Liquid Silver Books, $5.50, ISBN 978-1-59578-676-0
Fantasy Erotica, 2010
In modern versions of fairy tales, it is inevitable that somehow, the character formerly cast as the villain becomes reshaped into a not-so-bad person after all. I am tempted to blame this on the popularity of Elphaba, the Wicked Witch of the West, but I suspect that doing so will be oversimplifying the situation.
In Briar Rose, Lila Dubois’s re-imagining of the story of Sleeping Beauty, once upon a time in a fantasy kingdom, four witches attend the celebration of the arrival of the new Princess of the realm into the world. The first three witches are patterned after our benign fairy godmothers, but in this version, their supposedly benevolent gifts to the Princess are designed to impress the King and Queen. Princess Aurora is given the gift of beauty, grace, and obedience.

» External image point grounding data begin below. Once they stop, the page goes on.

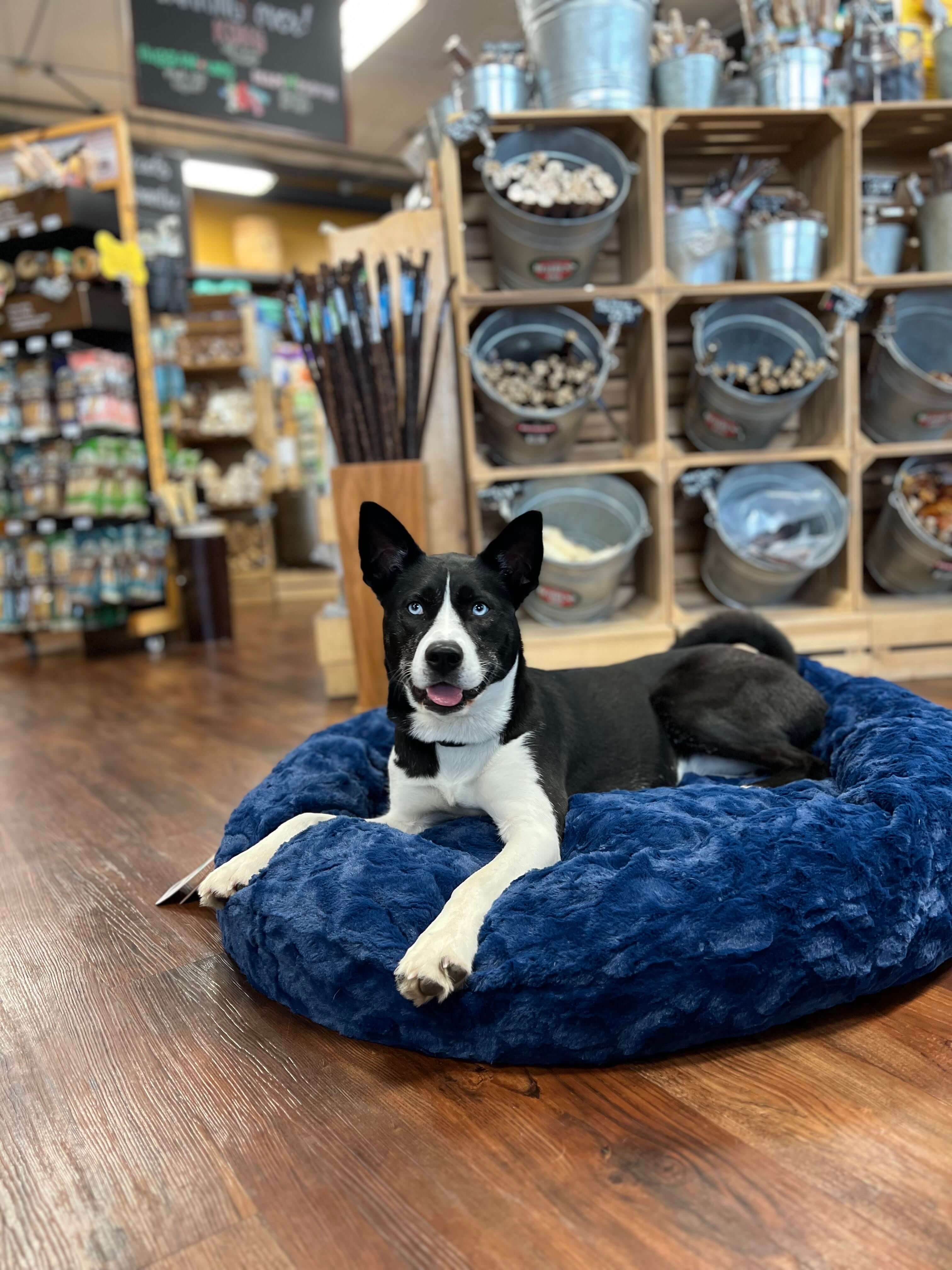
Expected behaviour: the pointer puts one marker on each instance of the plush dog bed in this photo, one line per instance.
(677, 916)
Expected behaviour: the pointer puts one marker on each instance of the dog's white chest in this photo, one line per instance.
(461, 771)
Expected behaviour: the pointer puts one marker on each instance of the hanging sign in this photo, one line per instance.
(247, 60)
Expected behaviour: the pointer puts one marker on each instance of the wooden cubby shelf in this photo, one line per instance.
(813, 148)
(841, 615)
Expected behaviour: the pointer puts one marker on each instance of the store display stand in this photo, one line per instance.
(89, 312)
(838, 616)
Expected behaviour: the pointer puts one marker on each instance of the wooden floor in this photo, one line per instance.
(155, 1112)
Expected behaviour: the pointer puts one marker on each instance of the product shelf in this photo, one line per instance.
(814, 149)
(835, 618)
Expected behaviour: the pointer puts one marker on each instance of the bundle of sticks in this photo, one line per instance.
(732, 190)
(547, 383)
(549, 187)
(768, 376)
(370, 388)
(790, 208)
(673, 38)
(941, 162)
(508, 53)
(771, 25)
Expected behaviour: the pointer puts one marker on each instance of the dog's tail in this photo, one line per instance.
(740, 629)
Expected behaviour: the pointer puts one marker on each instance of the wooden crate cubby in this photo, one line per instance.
(824, 427)
(870, 449)
(837, 616)
(897, 139)
(814, 148)
(832, 587)
(624, 262)
(631, 438)
(642, 623)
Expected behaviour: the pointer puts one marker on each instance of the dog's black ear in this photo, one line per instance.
(386, 549)
(516, 554)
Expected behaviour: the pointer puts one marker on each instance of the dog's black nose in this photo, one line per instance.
(445, 658)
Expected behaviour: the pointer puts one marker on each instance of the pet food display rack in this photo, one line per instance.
(107, 134)
(840, 616)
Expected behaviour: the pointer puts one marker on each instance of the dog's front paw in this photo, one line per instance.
(437, 964)
(226, 879)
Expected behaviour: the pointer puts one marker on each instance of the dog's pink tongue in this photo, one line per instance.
(445, 694)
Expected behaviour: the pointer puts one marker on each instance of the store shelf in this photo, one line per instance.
(822, 152)
(88, 308)
(488, 474)
(869, 451)
(638, 630)
(230, 364)
(814, 149)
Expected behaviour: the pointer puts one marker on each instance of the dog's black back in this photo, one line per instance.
(452, 644)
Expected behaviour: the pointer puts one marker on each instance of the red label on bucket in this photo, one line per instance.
(536, 432)
(722, 426)
(555, 268)
(935, 418)
(557, 598)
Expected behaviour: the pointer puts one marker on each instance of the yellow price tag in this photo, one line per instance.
(118, 260)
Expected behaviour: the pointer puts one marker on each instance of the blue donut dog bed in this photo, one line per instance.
(677, 916)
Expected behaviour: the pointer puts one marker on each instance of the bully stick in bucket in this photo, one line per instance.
(347, 338)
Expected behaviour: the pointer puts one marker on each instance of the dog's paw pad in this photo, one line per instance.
(423, 980)
(223, 883)
(457, 973)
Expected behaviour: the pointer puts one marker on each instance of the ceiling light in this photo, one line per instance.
(228, 178)
(366, 25)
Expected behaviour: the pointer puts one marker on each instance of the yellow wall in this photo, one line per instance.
(303, 243)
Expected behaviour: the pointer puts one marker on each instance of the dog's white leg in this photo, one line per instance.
(509, 790)
(236, 873)
(413, 807)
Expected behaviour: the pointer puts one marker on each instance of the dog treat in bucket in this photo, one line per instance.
(550, 187)
(928, 495)
(768, 376)
(562, 548)
(547, 381)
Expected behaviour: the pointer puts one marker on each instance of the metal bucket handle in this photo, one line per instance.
(474, 124)
(704, 243)
(704, 482)
(888, 326)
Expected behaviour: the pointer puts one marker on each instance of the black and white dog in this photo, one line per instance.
(479, 732)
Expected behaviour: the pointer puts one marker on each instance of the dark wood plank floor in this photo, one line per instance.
(156, 1112)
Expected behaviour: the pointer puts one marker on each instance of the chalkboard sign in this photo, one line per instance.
(162, 209)
(248, 60)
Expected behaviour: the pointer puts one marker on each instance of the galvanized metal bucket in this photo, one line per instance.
(900, 556)
(589, 54)
(900, 401)
(694, 81)
(437, 118)
(936, 233)
(942, 50)
(883, 246)
(765, 498)
(597, 512)
(784, 251)
(718, 415)
(494, 87)
(794, 78)
(701, 244)
(534, 252)
(522, 435)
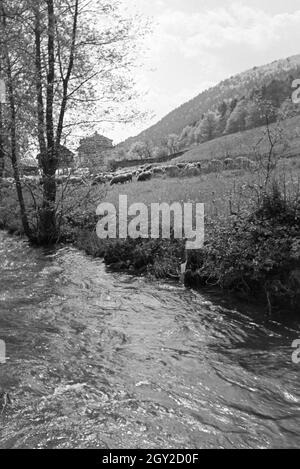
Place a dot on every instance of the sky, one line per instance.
(197, 43)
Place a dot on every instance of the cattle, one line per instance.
(172, 171)
(76, 180)
(121, 179)
(243, 163)
(145, 176)
(99, 179)
(159, 170)
(215, 166)
(228, 163)
(191, 170)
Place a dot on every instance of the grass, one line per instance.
(246, 144)
(252, 236)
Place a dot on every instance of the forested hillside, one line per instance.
(239, 103)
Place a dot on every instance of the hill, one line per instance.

As you can imagine, the gift of obedience is the killer – poor Aurora will be doomed to become a dutiful daughter, having no wishes, desires, or ambitions of her own. The fourth witch, the dark one feared by all, feels compelled to step up and offer a gift of her own to Aurora after listening to the other witches’ gifts. Her gift will be a bracelet of gold for Aurora. This bracelet will bind the other three gifts, and should Aurora prick herself on the thorn of a briar rose and cause her blood to spill onto the bracelet, the other witches’ gifts will be broken. The dark witch considers this gift of hers as the most precious of all, because she has given Aurora the gift to follow her heart’s desire rather than to become the person that other people want her to be.
As the years pass, Aurora grows up to become a dreadfully boring person with apparently no will of her own. Her betrothed, Prince Phillip, thinks of her as nothing more than a puppet who jumps to her father’s every command. He is, needless to say, not looking forward to their upcoming politically-motivated marriage. During a visit, Phillip offers Aurora a briar rose. She pricks her finger on a thorn soon after, and oops. That is how Aurora comes to her senses and spends the next seven years running wild, defying her father and, as Briar Rose, sleeping with every young lad that catches her fancy when she’s not playing pookie with Millie, the dark witch.
The fun starts when the time has arrived for Prince Phillip and Princess Aurora to get married.
Briar Rose is best read as a rather campy feminist version of Sleeping Beauty because the romance is on the half-baked side, with both characters deciding that they are so in love after boinking each other’s brain out. Their romance doesn’t get developed beyond that point – the rest of the plot deals with external conflicts thrown their way when they are not busy shagging. When it comes to letting our heroine become her own woman and making her own choices, the plot eventually takes a few steps backward as well when Aurora eventually decides to play the martyr in the name of love. Cool feminists don’t become martyrs, they kick back the lemons tossed their way.
As a quick read, this one is a well-written and pretty entertaining one with some hot scenes thrown into the mix. But the underdeveloped romance also means that I am not sure whether I can consider this one a good romance story.